I'm trying to make a simple encryption tool for Debian-like systems. I would simply hash a password, use it to lock/unlock a file, and it would never be stored on the drive. My dad threw out the idea that a randomly generated hash-like string be made and stored on the system, thereby assuming the key would be a concatenation of the string and a password hash.

Does this make sense to anybody? I don't see the point, but my father was a forensics analyst.

3 Answers 3


There are lots of sensible ways to do key derivation. Key derivation functions are a kind of hash functions, but normal cryptographic hash functions are often insufficient. Normal hash functions are designed to be fast on large inputs, whereas we want a one-way function that is very expensive even on small inputs, as to make cracking infeasible.

Your general idea is sound. Given some key derivation function H, we can compute an encryption key H(password).

If the password is strong enough, then this is perfectly fine. For example, if we want to use AES-256 as encryption, our key needs 256 bits of entropy. That is 32 bytes. But passwords are comparatively low entropy, and would need to be much longer to achieve this level of security.

So, an alternative is to derive the key from two parts: a partial key with the purpose of providing enough entropy to secure the encryption, and a human-friendly password. Both of these parts are crucial. Both must be kept secure since they could aid with cracking the key, but either part alone is not sufficient for performing decryption. You can think of the partial key as a salt for the hash function.

Of course, storing the partial key together with the encrypted file would be problematic, but this depends on the exact threat model. Example use cases for such a split key:

  • A password manager uses an encrypted vault. The vault may fall into the wrong hands. To open the vault on a new computer, I need a key file that I must separately transfer to that computer, and a password. Once the key file is installed, I will only need the password to subsequently unlock the vault. This strategy is widely used, e.g. by 1Password and optionally by Keepass.
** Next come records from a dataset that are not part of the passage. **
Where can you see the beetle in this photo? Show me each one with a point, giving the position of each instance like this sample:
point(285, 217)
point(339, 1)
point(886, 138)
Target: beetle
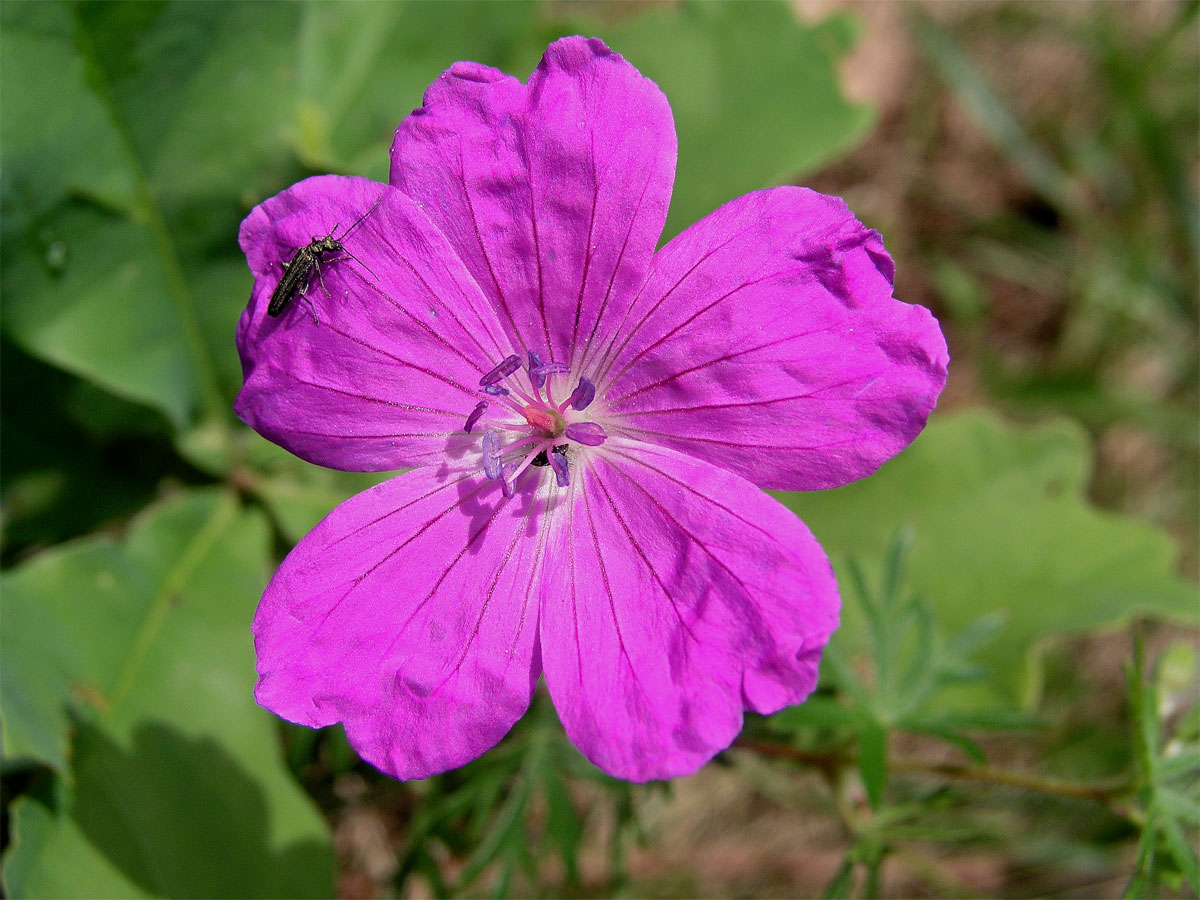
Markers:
point(298, 271)
point(544, 460)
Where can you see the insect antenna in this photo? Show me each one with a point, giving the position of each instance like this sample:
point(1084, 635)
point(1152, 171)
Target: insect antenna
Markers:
point(359, 221)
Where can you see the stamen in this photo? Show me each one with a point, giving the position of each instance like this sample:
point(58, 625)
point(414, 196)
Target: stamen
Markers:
point(491, 455)
point(507, 367)
point(534, 365)
point(550, 369)
point(558, 463)
point(591, 433)
point(480, 408)
point(583, 394)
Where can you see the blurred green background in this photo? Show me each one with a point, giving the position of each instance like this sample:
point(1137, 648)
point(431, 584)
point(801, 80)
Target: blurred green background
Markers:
point(1009, 708)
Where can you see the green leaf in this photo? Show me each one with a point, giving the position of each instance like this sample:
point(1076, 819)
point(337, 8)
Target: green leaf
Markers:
point(873, 761)
point(139, 649)
point(1001, 526)
point(755, 95)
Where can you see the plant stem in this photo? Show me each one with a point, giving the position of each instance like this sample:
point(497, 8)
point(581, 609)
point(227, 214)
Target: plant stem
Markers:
point(1103, 793)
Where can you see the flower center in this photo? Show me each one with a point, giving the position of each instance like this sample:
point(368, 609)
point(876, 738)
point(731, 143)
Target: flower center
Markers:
point(523, 424)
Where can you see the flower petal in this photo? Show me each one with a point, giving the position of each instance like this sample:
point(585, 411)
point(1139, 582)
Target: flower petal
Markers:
point(375, 363)
point(553, 193)
point(767, 341)
point(684, 595)
point(411, 616)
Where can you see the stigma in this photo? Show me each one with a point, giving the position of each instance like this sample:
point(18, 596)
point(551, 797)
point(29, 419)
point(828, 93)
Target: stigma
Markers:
point(525, 429)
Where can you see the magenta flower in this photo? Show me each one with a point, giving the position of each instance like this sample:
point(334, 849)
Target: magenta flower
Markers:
point(591, 423)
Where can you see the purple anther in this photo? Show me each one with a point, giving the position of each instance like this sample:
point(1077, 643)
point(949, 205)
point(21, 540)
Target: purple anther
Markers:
point(583, 394)
point(558, 463)
point(510, 365)
point(591, 433)
point(480, 408)
point(491, 455)
point(534, 365)
point(551, 369)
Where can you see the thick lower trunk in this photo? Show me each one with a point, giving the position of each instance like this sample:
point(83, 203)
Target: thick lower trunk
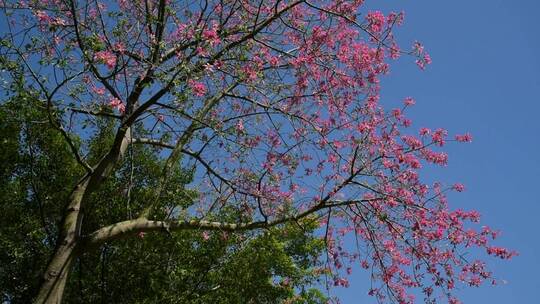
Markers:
point(56, 274)
point(67, 249)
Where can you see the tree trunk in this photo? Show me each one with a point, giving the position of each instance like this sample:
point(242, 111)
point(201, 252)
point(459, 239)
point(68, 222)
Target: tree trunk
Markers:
point(57, 271)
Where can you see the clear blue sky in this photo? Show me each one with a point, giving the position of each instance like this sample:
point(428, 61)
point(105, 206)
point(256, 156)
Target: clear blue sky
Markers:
point(485, 79)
  • A backup tool stores encrypted backups remotely on an untrusted server. I need to provide an encryption password, from which a key is derived. But to prevent weak keys from being used (for example, by reusing server credentials for encryption), the backup tools generates a cryptographically random partial key. I must store this key separately, and will need it together with my password to make and restore backups.

So, both you and your dad are having sensible ideas here. It would be useful to think about your threat model, about what data an attacker may be able to access, and about what security level is needed. In some cases, relying on a key derivation function might be sufficient. In other cases, you might want to combine the password with some random data to generate a stronger key. But unless you rely on frequent manual entry of the human-readable password part, it might be easier to just generate a strong password/key from the start.


I would simply hash a password ... My dad threw out the idea that a randomly generated hash-like string be made and stored on the system, thereby assuming the key would be a concatenation of the string and a password hash.

The difference between the approaches is roughly* to hash a password or to hash a password together with a random salt.

Hashing only the password means that an attacker could precompute the hashes for common passwords and then quickly try if the file was encrypted with a common password. Adding a random salt makes such precomputation infeasible because now lots of different hashes are generated for the same password, depending on the random salt.

Of course, making precomputation infeasible is only helpful if the computation of the hash is way more costly then doing a lookup in a precomputed table. Therefore the proper way is to both use a random salt and to have a slow function to derive the encryption key. Common password based key derivation functions do exactly this. Thus don't invent your own, use something established instead.

* The concatenation of hashed password with random string would not help. Instead the random string (salt) would need to be included in the hash to make precomputation infeasible. I'm assuming that your dad actually meant this.


Adding some contenxt on @Steffen Ullrich's answer:

Assuming that your father actually meant to use a random value like this:

encryption_key = hash(random_value + password)

then what he suggested was to use a password salt. Salts are used mainly to differentiate the output of the same password when used by different users. For example, if I were to use the password weakpassword in order to encrypt the file, and you used the same password then the encryption key used by you and me would be the same (since the same input will produce the same hash value).

However, if a different salt was appended to the passwords before they are hashed, the produced keys would differ significantly, even though the passwords are the same.

This technique is used to prevent password cracking attacks, especially based on rainbow tables.

A question you may have is, how can an attacker benefit from not using a salt when it comes to an encrypted file, because what was described above was mainly refering to password cracking for access credentials (username/password, e.g. see here). The answer depends on some other factors that play their part; the encryption mode used and whether we have any idea about the contents of the file. ECB mode with known plaintext, even partially, can make finding the password a lot easier.

For example, if a salt is not used, I know that we have partially the same contents in a file and I know the password to my file, by using ECB as an encryption mode you allow me to look for identical file blocks between our files (that correspond to the same plaintext); if I find any, it means that you're using the same password as I do.